Rabu ini, The Fed memutuskan untuk menaikkan kembali suku bunga utamanya, namun pada saat yang sama memperingatkan akan adanya kemerosotan perekonomian di tahun baru. “Kami melihat perkembangan saat ini yang menunjukkan prospek ekonomi yang suram,” kata Powell. “Kami melihat tanda-tanda pengetatan,” katanya. Hal ini telah terjadi sejak bulan September. Sementara itu, Trump berpendapat bahwa suku bunga yang terlalu tinggi dapat menghambat perekonomian Amerika. Menurut Powell, pertimbangan politik tidak berperan dalam menentukan sikap kebijakan moneter. “Tidak ada yang akan menghentikan kita mengambil jalan yang benar,” katanya.

Trump telah mempolitisasi Federal Reserve

Bagi Trump, perkembangan ekonomi Amerika bahkan lebih penting dibandingkan para pendahulunya. Sebagian besar kampanyenya berfokus pada perekonomian. Dia ingin “membuat negara ini hebat kembali”, sebagaimana slogan pemilunya. Janjinya kepada warga negara: perekonomian yang berkembang, lapangan kerja untuk orang Amerika dan “America First.” Untuk mempengaruhi pasar sesuai dengan idenya sendiri, Trump telah berulang kali mengeluarkan peringatan.
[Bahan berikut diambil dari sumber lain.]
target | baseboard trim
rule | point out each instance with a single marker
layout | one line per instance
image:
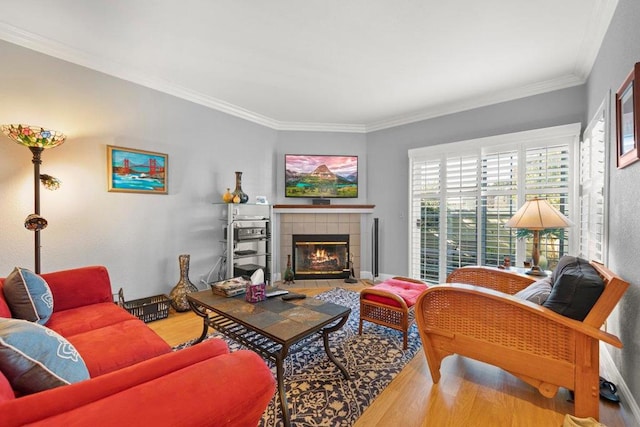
(611, 373)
Keputusan Powell tidak sesuai dengan gagasan Trump. Berbeda dengan lawan-lawannya di kabinetnya atau di Gedung Putih, Trump tidak bisa begitu saja memecat kepala bank sentral berdasarkan undang-undang. Jadi Powell dan Trump harus saling berhadapan dalam jangka waktu yang lama. Dan sekarang Trump telah mempolitisasi The Fed dengan memberikan nasihat publik mengenai suatu keputusan. Hal ini tidak lazim di kalangan pendahulunya. “Jadi keputusan Powell dan gubernur Fed lainnya bersifat politis,” kata Markus Demary, pakar kebijakan moneter dan ekonomi pasar keuangan di IW Cologne, dalam wawancara dengan Business Insider. “Mempertahankan atau menaikkan suku bunga sama saja dengan mengikuti atau menentang Trump. Untuk menandakan independensinya, The Fed harus melakukan kontradiksi – dan menaikkan suku bunga.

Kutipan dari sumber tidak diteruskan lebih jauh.